Mark (from a merging of three Teutonic/Germanic languages words, Latinized in 9th century post-classical Latin as marca, marcha, marha, marcus) was a measure of weight (see mark (mass)) mainly for gold and silver, commonly used throughout western Europe and often equivalent to 8 ounces. Considerable variations, however, occurred throughout the Middle Ages (see du Cange, Gloss. med. et infim. Lat., s.v. Marca for a full list).
In England the "mark" never appeared as a coin, but as a money of account only, and apparently came into use in the 10th century through the Danes. According to 19th century sources, it first equalled 100 pence, but after the Norman Conquest equalled 160 pence = 2/3 of the Pound Sterling, or 13 shillings and 4 pence. In Scotland, the Merk Scots comprised a silver coin of this value, issued first in 1570 and afterwards in 1663.

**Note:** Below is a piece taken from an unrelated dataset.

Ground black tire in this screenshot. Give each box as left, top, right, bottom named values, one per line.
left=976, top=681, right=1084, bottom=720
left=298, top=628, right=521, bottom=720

Germany adopted the Mark as its currency following unification in 1871. This first Mark came to be known as the Goldmark, which became Papiermark later and eventually suffered hyperinflation in 1923 (see inflation in the Weimar Republic). A new Mark was introduced, called the Rentenmark (worth Papiermark), swiftly replaced by the Reichsmark in 1924.
The German Mark was introduced by the western allies in their zones of occupation in 1948, with the Soviets issuing their own Deutsche Mark (often referred to as the East German Mark or Ostmark, later officially called the "Mark der DDR") later that same year.